Thanks for the suggestion. It looks workable. Then I need to move the
SCHED_GROUP_P setting for macrofusion from sched_init to a place
inside sched_analyze after the SCHED_GROUP_P cleanup. It will be more
consistent with the settings for cc0 setter-user group and call group,
which are both inside sched_analyze.
I am trying this method...

Thanks,
Wei.
diff mbox

Patch

Index: haifa-sched.c
===================================================================
--- haifa-sched.c       (revision 204923)
+++ haifa-sched.c       (working copy)
@@ -6598,6 +6598,25 @@  group_insns_for_macro_fusion ()
     try_group_insn (BB_END (bb));
 }

+/* Cleanup SCHED_GROUP_P after scheduling is done. This is necessary because
+   bb may be changed by other optimizations and the flag from last scheduling
+   may become invalid.

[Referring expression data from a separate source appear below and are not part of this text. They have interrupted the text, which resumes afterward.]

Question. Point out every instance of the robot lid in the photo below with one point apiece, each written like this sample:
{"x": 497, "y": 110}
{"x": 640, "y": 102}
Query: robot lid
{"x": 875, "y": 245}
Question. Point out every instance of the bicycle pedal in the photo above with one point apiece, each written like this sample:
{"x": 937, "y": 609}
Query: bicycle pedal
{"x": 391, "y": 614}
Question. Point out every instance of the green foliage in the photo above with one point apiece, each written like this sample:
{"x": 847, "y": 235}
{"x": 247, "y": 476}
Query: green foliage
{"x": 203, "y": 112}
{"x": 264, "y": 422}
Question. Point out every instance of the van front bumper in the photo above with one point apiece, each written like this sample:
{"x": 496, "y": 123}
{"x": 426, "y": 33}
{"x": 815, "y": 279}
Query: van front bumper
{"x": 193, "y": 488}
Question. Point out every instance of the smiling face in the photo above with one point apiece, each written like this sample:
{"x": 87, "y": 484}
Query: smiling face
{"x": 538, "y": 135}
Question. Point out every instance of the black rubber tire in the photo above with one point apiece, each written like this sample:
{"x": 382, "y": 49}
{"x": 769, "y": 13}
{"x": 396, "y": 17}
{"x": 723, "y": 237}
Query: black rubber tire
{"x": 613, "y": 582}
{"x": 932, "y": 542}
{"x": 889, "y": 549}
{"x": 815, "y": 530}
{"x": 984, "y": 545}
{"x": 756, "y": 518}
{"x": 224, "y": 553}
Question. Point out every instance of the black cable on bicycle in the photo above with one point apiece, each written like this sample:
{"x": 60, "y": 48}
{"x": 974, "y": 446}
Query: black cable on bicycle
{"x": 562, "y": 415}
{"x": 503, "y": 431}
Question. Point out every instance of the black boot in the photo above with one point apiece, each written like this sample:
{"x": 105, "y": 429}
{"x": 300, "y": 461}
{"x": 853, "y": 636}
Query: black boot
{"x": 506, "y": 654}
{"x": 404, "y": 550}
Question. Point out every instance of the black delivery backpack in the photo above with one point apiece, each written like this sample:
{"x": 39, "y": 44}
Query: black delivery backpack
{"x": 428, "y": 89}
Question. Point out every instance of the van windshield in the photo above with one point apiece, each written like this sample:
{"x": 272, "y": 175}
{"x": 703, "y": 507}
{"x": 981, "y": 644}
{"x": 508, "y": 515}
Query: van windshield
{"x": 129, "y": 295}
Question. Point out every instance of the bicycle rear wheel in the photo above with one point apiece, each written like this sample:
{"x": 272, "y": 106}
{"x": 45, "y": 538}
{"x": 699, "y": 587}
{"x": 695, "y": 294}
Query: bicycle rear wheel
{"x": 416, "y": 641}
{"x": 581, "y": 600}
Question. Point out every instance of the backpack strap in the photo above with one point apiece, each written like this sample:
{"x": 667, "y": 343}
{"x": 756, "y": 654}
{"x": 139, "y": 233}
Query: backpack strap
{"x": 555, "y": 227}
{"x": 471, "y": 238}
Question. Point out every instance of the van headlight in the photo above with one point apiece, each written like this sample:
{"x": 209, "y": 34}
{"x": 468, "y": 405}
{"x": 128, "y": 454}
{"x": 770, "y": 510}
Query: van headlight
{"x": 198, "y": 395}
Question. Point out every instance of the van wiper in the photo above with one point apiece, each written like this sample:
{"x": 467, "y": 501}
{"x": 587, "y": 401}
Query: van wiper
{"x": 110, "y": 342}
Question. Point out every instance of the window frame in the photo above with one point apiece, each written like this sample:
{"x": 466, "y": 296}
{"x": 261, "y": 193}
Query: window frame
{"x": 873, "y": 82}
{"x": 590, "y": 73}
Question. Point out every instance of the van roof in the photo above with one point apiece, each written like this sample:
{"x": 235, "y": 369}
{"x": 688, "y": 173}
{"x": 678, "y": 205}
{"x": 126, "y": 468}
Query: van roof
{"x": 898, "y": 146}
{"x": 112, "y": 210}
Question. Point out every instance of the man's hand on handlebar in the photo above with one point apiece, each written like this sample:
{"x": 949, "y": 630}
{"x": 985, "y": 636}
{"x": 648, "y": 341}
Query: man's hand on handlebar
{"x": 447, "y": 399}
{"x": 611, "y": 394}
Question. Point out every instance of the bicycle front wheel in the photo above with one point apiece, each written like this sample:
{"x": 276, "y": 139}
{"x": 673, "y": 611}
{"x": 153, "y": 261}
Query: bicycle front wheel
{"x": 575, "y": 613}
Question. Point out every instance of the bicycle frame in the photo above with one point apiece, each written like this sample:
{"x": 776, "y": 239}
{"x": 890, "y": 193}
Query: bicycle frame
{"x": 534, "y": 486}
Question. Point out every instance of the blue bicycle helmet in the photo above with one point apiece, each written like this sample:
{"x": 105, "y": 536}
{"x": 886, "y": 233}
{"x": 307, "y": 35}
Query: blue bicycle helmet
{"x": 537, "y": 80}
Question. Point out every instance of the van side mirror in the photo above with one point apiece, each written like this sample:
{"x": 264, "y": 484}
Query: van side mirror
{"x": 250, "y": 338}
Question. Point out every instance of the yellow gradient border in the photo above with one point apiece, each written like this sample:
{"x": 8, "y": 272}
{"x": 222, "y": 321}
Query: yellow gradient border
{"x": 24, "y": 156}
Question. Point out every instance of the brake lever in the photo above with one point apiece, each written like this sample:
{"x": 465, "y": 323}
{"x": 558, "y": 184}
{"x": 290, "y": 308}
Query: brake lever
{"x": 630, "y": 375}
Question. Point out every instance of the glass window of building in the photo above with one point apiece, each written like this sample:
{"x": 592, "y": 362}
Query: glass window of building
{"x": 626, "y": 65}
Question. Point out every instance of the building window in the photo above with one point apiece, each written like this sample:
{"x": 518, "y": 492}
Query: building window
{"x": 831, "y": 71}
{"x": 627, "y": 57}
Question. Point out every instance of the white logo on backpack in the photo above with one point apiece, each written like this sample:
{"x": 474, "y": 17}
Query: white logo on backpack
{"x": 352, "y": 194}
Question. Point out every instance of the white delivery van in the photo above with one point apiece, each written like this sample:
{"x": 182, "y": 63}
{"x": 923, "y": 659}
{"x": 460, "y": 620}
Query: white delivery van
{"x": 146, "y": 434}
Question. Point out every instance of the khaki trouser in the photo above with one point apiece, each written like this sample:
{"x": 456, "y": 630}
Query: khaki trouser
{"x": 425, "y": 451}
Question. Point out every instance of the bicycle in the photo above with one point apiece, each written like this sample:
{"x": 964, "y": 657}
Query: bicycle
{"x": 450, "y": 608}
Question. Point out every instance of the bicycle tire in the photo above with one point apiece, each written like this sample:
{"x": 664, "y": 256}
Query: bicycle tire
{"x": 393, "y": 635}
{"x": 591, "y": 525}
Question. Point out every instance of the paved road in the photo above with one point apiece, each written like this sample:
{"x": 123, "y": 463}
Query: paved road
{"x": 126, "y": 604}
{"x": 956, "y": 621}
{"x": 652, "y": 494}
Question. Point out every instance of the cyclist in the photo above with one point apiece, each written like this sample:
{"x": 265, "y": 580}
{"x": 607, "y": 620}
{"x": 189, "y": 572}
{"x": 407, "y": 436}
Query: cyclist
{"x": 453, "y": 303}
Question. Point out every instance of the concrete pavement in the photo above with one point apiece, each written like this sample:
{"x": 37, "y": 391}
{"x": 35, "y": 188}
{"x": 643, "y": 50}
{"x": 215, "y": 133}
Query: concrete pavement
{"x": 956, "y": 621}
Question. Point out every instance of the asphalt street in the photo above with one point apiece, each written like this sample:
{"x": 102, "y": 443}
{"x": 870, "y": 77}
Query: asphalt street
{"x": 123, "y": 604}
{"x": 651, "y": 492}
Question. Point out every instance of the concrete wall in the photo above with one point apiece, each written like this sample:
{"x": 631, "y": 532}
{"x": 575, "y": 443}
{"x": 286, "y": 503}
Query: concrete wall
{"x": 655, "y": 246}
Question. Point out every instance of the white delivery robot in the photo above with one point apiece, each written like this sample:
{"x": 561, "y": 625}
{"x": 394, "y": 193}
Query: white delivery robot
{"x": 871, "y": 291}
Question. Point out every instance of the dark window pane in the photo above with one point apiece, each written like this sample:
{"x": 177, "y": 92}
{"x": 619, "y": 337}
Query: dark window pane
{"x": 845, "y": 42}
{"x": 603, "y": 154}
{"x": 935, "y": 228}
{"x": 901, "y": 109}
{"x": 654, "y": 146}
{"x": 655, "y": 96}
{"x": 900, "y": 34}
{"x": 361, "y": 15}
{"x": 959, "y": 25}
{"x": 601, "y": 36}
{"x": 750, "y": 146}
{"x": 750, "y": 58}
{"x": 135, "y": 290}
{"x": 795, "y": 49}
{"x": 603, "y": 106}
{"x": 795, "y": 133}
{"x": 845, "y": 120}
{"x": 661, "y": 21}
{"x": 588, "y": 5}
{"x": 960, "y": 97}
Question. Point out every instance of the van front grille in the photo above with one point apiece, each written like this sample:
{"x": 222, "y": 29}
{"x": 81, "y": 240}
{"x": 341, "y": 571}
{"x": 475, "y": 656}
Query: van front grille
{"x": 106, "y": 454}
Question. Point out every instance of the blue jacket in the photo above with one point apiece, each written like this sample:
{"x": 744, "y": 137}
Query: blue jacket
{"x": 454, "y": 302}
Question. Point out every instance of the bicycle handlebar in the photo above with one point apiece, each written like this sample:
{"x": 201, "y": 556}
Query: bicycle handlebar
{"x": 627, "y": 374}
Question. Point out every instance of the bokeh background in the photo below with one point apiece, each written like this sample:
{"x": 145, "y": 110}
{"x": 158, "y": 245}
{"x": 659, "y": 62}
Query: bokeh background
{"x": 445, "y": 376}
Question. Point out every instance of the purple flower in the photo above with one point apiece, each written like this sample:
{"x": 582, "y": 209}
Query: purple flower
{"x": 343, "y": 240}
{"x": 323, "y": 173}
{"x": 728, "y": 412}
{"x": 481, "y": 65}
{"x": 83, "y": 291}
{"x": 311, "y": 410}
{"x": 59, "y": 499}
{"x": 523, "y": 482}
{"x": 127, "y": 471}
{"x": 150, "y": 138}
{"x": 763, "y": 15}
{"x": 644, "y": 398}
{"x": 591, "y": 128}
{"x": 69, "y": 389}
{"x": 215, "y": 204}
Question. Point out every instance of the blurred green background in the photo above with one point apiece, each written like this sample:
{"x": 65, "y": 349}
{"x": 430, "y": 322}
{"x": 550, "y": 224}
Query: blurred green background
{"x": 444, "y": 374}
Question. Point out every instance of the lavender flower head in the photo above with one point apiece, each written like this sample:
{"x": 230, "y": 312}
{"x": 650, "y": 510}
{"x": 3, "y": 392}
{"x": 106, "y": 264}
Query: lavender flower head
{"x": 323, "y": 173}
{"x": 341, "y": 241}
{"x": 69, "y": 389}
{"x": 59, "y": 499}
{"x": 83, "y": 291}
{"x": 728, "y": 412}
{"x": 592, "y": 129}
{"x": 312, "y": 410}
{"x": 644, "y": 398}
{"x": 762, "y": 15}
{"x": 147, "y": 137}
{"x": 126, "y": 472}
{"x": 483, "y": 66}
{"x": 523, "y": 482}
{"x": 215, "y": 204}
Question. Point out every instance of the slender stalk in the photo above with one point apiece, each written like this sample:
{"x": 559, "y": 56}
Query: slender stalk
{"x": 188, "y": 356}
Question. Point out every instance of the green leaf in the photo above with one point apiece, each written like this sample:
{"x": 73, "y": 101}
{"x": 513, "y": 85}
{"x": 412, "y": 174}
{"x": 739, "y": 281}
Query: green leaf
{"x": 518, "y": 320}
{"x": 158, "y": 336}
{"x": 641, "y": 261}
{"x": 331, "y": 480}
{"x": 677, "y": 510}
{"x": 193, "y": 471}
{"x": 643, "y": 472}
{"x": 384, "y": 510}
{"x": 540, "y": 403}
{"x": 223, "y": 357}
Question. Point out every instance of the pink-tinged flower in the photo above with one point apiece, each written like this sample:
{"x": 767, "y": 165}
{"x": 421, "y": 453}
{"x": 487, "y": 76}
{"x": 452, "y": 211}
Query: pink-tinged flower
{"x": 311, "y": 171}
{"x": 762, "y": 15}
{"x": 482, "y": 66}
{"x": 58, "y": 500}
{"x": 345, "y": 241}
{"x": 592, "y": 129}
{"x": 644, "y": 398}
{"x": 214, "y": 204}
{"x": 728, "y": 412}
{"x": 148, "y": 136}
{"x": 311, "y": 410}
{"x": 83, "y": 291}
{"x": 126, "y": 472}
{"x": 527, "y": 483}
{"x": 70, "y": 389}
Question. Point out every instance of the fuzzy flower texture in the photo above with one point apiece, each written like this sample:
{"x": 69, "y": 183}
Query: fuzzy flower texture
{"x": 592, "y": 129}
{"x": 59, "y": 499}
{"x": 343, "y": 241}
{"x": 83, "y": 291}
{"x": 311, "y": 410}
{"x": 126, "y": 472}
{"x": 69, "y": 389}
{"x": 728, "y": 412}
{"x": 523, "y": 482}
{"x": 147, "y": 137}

If later scheduler see the flag generated from last
+   scheduling, it may produces incorrect result.  */
+
+static void
+cleanup_sched_group ()
+{
+  basic_block bb;
+  rtx insn;
+
+  FOR_EACH_BB (bb)
+    {
+      insn = BB_END (bb);
+      if (INSN_P (insn) && SCHED_GROUP_P (insn))
+       SCHED_GROUP_P (insn) = 0;
+    }
+}
+
 /* Initialize some global state for the scheduler.  This function works
    with the common data shared between all the schedulers.  It is called
    from the scheduler specific initialization routine.  */
@@ -6841,6 +6860,8 @@  sched_finish (void)
     }
   free (curr_state);

+  cleanup_sched_group ();
+
   if (targetm.sched.finish_global)
     targetm.sched.finish_global (sched_dump, sched_verbose);

Index: testsuite/gcc.dg/pr59020.c
===================================================================
--- testsuite/gcc.dg/pr59020.c  (revision 0)
+++ testsuite/gcc.dg/pr59020.c  (revision 0)
@@ -0,0 +1,15 @@ 
+/* PR rtl-optimization/59020 */
+
+/* { dg-do compile { target i?86-*-* x86_64-*-* } } */
+/* { dg-options "-O2 -fmodulo-sched -fno-inline -march=corei7" } */
+
+int a, b, d;
+unsigned c;
+
+void f()
+{
+  unsigned q;
+  for(; a; a++)
+    if(((c %= d && 1) ? : 1) & 1)
+      for(; b; q++);
+}